The following is a proof of Weierstrass’ M-test:
Let $\{v_{n}\}$ be a sequence of continuous functions on the interval $[a, b]$, and assume that there is a convergent series $\sum_{n=1}^{\infty} M_{n}$ of positive numbers such that $|v_{n}(x)| \le M_{n}$ for all $n$. Then series $\sum_{n=1}^{\infty} v_{n}(x)$ converges uniformly on $[a, b]$.
Proof: Since $(C([a, b], \mathbb{R}), \rho)$ is complete, we only need to check that the partial sums $s_{n}(x) = \sum_{k=0}^{n} v_{k}(x)$ form a Cauchy sequence. Since the series $\sum_{n=0}^{\infty} M_{n}$ converges, we know that its partial sums $S_{n}=\sum_{k=0}^{n} M_{k}$ form a Cauchy sequence. Since for all $x \in [a, b]$ and all $m > n$, $$|s_{m}(x) − s_{n}(x)| = |\sum_{k=n+1}^{m}v_{k}(x)| \le \sum_{k=n+1}^{m} |v_{k}(x)| \le \sum_{k=n+1}^{m} M_{k} = |S_{m}-S_{n}|,$$
this implies that $\{s_{n}\}$ is a Cauchy sequence.

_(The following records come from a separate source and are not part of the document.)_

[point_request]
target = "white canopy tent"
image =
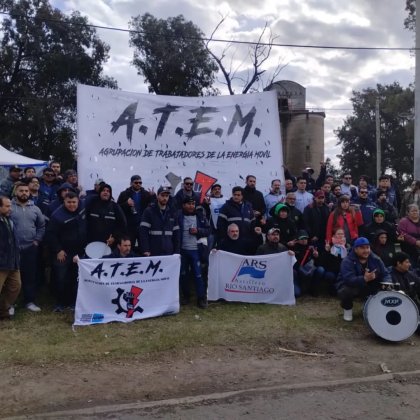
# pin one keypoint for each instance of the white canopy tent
(8, 158)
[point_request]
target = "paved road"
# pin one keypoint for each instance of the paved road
(386, 396)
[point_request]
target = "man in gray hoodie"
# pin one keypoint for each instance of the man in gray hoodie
(30, 228)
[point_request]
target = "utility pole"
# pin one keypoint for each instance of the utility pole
(378, 141)
(417, 100)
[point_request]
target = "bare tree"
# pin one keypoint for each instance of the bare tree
(258, 54)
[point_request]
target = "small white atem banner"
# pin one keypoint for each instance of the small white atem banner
(254, 279)
(126, 289)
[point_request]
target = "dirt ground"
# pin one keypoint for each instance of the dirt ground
(204, 370)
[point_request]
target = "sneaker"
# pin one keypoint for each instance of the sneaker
(184, 300)
(348, 315)
(32, 307)
(202, 303)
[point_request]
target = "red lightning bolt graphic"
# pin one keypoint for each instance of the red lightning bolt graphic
(136, 292)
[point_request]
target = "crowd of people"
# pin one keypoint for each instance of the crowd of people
(344, 234)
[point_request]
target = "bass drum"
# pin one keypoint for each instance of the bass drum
(391, 315)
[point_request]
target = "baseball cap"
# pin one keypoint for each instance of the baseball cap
(379, 211)
(135, 178)
(279, 207)
(164, 189)
(360, 242)
(302, 234)
(188, 200)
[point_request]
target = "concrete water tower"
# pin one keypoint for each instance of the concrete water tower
(302, 131)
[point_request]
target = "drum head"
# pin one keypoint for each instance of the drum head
(391, 315)
(97, 249)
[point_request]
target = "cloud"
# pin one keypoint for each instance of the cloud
(329, 76)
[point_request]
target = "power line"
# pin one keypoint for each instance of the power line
(267, 44)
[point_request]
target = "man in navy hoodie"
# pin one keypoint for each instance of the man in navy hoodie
(66, 238)
(361, 273)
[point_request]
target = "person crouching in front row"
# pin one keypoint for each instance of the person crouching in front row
(361, 273)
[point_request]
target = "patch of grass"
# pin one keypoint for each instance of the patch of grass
(45, 337)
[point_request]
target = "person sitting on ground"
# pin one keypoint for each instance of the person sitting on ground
(403, 278)
(308, 274)
(361, 273)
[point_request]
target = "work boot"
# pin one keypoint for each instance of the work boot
(348, 315)
(202, 303)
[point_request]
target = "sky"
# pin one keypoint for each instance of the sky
(329, 75)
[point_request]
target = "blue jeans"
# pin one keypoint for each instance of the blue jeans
(29, 273)
(191, 260)
(64, 281)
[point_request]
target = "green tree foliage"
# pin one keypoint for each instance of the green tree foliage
(44, 54)
(171, 55)
(358, 134)
(410, 20)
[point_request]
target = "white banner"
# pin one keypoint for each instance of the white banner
(254, 279)
(166, 138)
(127, 289)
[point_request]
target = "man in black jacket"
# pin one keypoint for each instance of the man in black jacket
(315, 218)
(133, 201)
(255, 197)
(104, 217)
(9, 260)
(159, 228)
(66, 239)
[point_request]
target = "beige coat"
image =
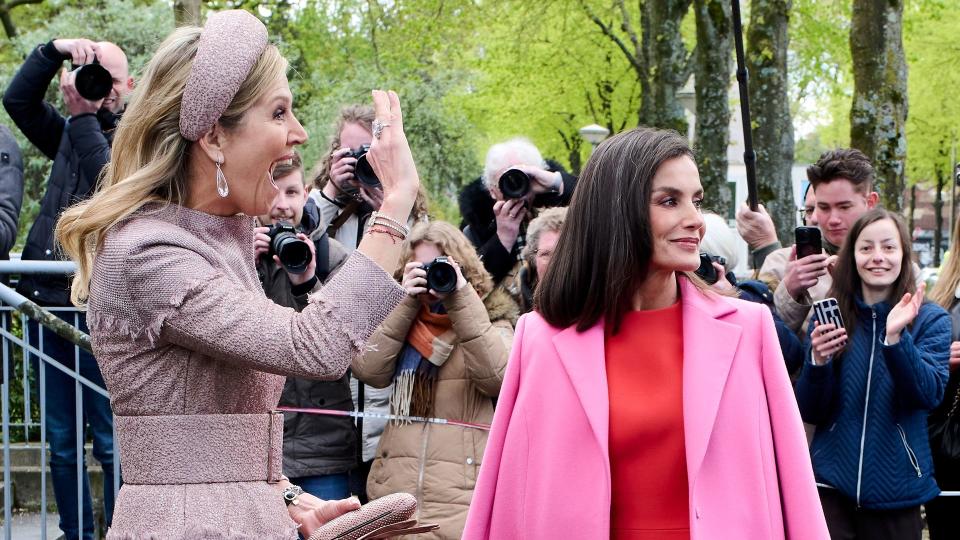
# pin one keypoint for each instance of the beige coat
(439, 463)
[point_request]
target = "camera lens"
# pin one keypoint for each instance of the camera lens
(441, 276)
(364, 172)
(514, 184)
(706, 271)
(93, 81)
(294, 253)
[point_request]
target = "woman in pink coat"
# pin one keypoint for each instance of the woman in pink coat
(637, 404)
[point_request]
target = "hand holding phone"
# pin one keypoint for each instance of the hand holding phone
(808, 241)
(829, 335)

So, while I understand that the partial sums $S_{n}=\sum_{k=0}^{n} M_{k}$ form a Cauchy sequence as a result of convergence of $\sum_{n=0}^{\infty} M_{n}$, how do we know that $m > n$ are sufficiently large so that $|S_{m}-S_{n}|$ converges and is a Cauchy sequence?